Nick abrió la puerta y entró en la habitación. Ole Andreson estaba tendido en la cama,
vestido. Había sido boxeador profesional de peso pesado y era demasiado largo para la
cama. Tenía la cabeza apoyada sobre dos almohadas. No miró a Nick.
-Estaba en el restaurante de Henry cuando llegaron dos tipos. Nos ataron a mí y al
cocinero y dijeron que venían a matarte.
Al contarlo le pareció una tontería. Ole Andreson no dijo nada.
-Nos metieron en la cocina –dijo Nick-. Querían acribillarte cuando entraras a comer.
Ole Andreson miró hacia la pared sin decir nada.
-George creyó que era mejor que viniera a decírtelo.
-No puedo hacer nada.
-Te diré como eran.
-No quiero saberlo –dijo Ole. Miró la pared-. Gracias por venir a decírmelo.
-Está bien.
Nick miró al hombre en la cama.
-¿Quieres que vaya a la policía?
-No –dijo Andreson-. No vale la pena.
-¿Puedo hacer algo?
-No. No hay nada que hacer.
-Tal vez no sea más que una fanfarronada.
-No. No es una fanfarronada.
Ole se dio vuelta hacia la pared.
-Lo malo –dijo hablando en la nueva postura- es que no puedo decidirme a salir. He estado
aquí todo el día.
-¿No puedes salir del pueblo?
-No. Se acabó eso de andar dando vueltas de una parte a otra.
Miró la pared.
-No hay nada que hacer ahora.
-¿Podrías arreglarlo de alguna forma?
-No. Me metí donde no debía –hablaba con la misma voz monótona-. No hay nada que
hacer. Puede que más tarde me decida a salir.
-Bueno, me vuelvo con George.
-Hasta luego –le dijo Ole sin mirarlo-. Gracias por haber venido.
Nick salió. Al cerrar la puerta miró a Ole, tirado vestido en la cama y mirando la pared.

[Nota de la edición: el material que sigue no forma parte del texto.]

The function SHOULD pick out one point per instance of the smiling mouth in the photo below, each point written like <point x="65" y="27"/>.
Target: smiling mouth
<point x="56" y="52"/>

-Ha estado todo el día en su cuarto –dijo la mujer que lo esperaba abajo-. Supongo que
no se siente bien. Yo le dije: señor Andreson., debía salir a pasear en un día tan hermoso.
Pero él no tenía ganas.
-No quiere salir.
-Lamento que no se sienta bien. Es un hombre muy bueno. Fue boxeador, ¿sabía usted?
-Sí.
-A no ser por la cara, nadie se daría cuenta –dijo la mujer. Estaban hablando con la puerta
de la calle abierta-. ¡Es tan educado!
-Bueno. Buenas noches señora Hirsch –dijo Nick.
-Yo no soy la señora Hirsch. Ella es la dueña. Yo soy la señora Bell, la encargada.
-Bien. Buenas noches, señora Bell.
-Buenas noches.
Nick caminó por la calle oscura hasta la esquina iluminada por el farol y luego por el centro
de la calzada hasta el restaurante Henry. George estaba detrás del mostrador.
-¿Has visto a Ole?
-Sí. Está en su cuarto y no quiere salir.
El cocinero abrió la puerta de la cocina, desde donde había oído la voz de Nick.
-No quiero ni oírlo –dijo y cerró la puerta.
-¿Se lo has dicho?
-Sí, se lo he dicho. Pero él sabe lo que ocurre.
-¿Qué va a hacer?
-Nada.
-Lo matarán.
-Supongo que sí.
-Debe haber tenido algo en Chicago.
-Me imagino –dijo Nick.
-¡Qué lástima!
-¡Es horrible!
Callaron. George tomó un trapo y limpió el mostrador.
-¿Qué habrá hecho?
-Habrá traicionado a alguien. Ellos matan por eso.
-Me voy a ir de este pueblo –dijo Nick.
-Sí, harás bien.
-No puedo soportar la idea de verlo en su cuarto esperando y sabiendo lo que va a pasar.
¡Es demasiado horrible!
-Bueno –dijo George-. Mejor es no pensar en eso.